A band playing oldies tunes and a food truck doling out tasty treats livened up a desolate Midtown lot along Main Street Wednesday afternoon amid high spirits it will soon be transformed into a thriving center for smaller arts groups and cement Houston's reputation as a city that welcomes the creative class.
"I always knew this day would come, but I can't believe it is finally here," an ebullient Midtown Arts and Theatre Center Houston board president Emily Todd proclaimed as arts leaders gathered to officially break ground for the new complex, known by the snappy acronym MATCH.
"We've put a lot of energy over the last few years in making Houston a city where one wants to live; not just one where one comes to make a living," Parker said.
For a decade, Todd and others have been working to build a new multi-venue arts facility with theaters, flexible performing spaces and art galleries for smaller arts groups that don't have the resources to rent space at larger venues like the Wortham Theater Center or the Hobby Center for the Performing Arts.
Before a crowd of 300 arts leaders, Todd joined Mayor Annise Parker, State Rep. Garnett Coleman, Houston Endowment president Ann Stern and MATCH board member George Levan for a symbolic groundbreaking for the $25 million complex, designed by Lake/Flato and Studio RED architects.
"I've done a lot of these things, so don't pick up much dirt," Parker instructed the others as they each dug a shovel and into a mound on the parking lot and raised it for the cameras.
More than $20 million has been raised for the complex, in a unique mix of public and private funds. Contributions have included a $6 million grant from Houston Endowment. "We think it is a fantastic investment for the arts community, for this vibrant neighborhood and for the future of Houston," said Stern. "And like you, we can't wait to see it come to life."

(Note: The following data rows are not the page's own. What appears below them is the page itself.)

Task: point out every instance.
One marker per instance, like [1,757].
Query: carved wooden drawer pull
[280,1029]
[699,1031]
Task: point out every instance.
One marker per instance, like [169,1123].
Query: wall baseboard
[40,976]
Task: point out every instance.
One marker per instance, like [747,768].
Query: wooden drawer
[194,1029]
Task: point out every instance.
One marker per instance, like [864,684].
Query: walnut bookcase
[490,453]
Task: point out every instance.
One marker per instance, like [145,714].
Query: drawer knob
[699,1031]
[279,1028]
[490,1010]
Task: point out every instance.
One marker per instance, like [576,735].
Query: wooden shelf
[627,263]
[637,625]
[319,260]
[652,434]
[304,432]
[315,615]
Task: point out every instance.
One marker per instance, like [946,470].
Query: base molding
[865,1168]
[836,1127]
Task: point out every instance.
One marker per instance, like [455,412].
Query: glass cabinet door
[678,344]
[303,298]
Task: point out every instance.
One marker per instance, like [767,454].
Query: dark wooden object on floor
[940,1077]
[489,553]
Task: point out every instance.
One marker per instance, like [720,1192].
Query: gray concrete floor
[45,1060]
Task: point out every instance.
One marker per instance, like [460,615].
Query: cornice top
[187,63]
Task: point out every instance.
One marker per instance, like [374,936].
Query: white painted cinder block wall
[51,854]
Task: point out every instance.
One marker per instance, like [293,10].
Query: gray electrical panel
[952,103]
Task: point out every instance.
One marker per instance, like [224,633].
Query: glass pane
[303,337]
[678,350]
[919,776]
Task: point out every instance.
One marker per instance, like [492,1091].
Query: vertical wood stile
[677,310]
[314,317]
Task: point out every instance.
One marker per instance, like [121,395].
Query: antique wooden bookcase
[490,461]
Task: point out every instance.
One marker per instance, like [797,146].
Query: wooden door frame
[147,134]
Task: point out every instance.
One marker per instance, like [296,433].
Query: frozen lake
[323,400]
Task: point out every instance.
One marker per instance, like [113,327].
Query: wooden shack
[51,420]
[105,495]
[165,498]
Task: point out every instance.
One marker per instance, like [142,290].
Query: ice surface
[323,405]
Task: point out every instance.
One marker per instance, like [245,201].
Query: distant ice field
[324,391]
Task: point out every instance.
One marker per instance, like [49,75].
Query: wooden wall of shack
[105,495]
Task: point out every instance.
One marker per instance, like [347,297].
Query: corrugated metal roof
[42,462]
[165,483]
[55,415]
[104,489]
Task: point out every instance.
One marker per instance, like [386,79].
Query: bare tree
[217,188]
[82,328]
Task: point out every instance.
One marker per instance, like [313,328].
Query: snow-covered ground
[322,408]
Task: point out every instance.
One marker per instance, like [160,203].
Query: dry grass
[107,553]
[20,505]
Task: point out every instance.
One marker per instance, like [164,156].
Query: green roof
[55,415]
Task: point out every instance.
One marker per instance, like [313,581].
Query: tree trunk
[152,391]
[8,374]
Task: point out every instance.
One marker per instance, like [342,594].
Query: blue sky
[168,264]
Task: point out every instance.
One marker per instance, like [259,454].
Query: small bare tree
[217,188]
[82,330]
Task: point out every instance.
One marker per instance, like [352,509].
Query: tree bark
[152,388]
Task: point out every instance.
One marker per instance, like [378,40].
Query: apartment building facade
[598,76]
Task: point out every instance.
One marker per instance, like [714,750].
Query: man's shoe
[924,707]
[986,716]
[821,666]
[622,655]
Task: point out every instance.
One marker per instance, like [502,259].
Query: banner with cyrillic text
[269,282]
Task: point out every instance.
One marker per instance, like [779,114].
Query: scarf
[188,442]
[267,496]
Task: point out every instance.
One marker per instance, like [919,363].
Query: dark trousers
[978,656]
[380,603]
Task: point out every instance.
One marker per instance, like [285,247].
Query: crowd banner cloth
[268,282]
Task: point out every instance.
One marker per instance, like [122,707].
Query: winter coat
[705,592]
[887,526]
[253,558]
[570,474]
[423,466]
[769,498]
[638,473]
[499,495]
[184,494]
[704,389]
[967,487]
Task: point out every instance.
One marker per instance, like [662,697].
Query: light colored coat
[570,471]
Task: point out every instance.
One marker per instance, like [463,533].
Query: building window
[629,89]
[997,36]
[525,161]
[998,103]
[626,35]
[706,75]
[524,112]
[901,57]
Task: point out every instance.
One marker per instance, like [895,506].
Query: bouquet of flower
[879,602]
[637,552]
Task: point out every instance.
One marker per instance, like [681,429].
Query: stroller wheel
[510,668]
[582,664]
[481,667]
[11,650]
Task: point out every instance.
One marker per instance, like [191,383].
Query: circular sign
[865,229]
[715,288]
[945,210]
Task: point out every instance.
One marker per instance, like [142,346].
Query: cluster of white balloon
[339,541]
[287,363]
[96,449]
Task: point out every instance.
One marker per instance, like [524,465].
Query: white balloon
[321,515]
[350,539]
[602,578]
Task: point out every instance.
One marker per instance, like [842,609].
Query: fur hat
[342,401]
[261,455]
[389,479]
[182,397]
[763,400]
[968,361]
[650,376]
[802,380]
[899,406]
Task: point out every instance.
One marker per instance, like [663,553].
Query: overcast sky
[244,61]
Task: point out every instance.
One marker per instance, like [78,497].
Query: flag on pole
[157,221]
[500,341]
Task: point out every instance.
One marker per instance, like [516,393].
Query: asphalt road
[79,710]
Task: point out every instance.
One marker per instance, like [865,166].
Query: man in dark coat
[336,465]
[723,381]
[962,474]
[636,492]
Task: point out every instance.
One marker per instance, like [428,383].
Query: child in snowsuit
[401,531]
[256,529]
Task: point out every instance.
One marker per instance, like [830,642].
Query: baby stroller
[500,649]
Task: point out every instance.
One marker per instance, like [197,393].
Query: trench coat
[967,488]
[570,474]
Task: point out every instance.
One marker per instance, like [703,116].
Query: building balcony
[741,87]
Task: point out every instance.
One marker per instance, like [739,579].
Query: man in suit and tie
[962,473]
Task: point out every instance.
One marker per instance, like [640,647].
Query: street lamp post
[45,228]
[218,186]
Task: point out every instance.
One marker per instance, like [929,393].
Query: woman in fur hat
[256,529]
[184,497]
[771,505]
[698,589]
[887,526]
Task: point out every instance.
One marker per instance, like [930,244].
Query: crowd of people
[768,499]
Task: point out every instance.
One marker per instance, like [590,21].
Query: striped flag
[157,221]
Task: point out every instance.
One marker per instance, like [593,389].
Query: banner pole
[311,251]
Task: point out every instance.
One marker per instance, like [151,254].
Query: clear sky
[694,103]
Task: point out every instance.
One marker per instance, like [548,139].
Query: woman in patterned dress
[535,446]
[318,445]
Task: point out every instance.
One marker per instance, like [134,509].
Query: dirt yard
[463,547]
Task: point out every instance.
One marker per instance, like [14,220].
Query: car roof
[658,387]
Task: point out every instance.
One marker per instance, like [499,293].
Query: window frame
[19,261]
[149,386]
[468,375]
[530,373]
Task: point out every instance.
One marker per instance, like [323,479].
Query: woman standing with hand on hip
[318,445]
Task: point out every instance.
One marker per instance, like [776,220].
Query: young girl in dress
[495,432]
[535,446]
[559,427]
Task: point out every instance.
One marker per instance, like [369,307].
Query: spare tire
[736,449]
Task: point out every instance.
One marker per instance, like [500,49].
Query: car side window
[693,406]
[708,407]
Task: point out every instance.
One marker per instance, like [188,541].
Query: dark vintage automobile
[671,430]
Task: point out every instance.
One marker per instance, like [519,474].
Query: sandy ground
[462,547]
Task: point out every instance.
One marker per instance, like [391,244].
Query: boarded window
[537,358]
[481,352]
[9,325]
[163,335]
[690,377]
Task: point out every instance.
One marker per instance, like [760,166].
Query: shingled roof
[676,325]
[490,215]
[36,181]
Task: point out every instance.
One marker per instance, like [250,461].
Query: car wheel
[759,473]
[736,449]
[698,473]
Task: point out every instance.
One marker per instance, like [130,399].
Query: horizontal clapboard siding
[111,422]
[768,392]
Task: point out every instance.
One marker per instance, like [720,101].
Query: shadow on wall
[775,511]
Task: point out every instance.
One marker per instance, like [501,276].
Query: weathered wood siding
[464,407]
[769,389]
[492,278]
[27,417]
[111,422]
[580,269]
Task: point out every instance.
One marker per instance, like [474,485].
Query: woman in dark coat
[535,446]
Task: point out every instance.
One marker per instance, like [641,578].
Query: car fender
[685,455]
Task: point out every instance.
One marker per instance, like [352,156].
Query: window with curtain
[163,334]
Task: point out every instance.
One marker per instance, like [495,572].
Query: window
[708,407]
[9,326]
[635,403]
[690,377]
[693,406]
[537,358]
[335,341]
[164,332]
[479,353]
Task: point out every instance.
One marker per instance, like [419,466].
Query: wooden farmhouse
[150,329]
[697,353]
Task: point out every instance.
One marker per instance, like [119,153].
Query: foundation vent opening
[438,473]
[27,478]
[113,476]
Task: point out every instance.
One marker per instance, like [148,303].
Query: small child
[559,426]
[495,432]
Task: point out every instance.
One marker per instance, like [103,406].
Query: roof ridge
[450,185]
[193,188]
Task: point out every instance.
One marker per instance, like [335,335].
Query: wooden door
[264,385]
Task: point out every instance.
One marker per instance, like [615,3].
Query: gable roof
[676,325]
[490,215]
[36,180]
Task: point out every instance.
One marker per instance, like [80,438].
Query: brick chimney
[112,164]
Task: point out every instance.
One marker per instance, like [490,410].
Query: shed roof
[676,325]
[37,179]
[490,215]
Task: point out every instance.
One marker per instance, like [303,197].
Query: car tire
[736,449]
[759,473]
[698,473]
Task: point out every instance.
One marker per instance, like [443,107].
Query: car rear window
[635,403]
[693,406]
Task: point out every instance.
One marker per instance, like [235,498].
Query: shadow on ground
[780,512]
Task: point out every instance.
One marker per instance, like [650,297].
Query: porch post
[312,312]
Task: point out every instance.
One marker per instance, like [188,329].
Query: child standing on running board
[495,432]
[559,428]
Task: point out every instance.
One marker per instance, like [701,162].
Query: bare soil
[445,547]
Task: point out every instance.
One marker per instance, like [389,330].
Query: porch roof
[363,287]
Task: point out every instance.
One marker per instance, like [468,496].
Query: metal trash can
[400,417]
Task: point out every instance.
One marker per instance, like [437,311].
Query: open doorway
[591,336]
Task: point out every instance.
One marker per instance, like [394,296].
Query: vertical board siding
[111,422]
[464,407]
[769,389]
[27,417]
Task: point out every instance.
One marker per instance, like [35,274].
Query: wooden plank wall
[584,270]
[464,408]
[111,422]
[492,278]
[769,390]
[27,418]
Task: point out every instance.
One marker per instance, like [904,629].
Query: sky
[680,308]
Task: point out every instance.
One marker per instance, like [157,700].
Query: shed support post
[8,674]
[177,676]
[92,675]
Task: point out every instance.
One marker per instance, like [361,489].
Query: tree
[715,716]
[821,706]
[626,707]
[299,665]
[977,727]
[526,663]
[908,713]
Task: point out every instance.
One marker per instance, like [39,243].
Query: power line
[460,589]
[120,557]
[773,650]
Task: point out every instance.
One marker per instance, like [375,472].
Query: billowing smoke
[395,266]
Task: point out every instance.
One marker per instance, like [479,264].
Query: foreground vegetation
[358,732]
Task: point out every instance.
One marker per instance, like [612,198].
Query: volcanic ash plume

Parker noted that it was fitting that the groundbreaking was taking place the week that the Offshore Technology Conference was bringing in thousands of visitors because it shows "there's a lot more to Houston than being a town that's just about business."
"We've put a lot of energy over the last few years in making Houston a city where one wants to live; not just one where one comes to make a living," Parker added.
Parker cited a recent survey by the Center for Houston's Future on the impact of the arts. "One of the things the study showed was while we have a strong and very dynamic arts community, there really hasn't been a path for small organizations to grow. MATCH isn't the only answer to that, bit it's one answer," she said.
Parker also noted the project, located on a light rail stop in booming Midtown, will serve as a catalyst for development. "Midtown is exploding with the young professionals who are changing the face of Houston," she said. "We have an opportunity for this new facility to become not just a catalyst for development in the immediate vicinity, but to allow us another huge step forward in recreating Houston as a city in which one wants to live, where we are in competition for the creative class here in America and around the world."
The groundbreaking included a fanfare written specifically for this occasion by Musiqa composer Marcus Maroney and performed by River Oaks Chamber Orchestra Brass Trio. The orchestra will be among the small arts groups to utilize the center when it opens next year.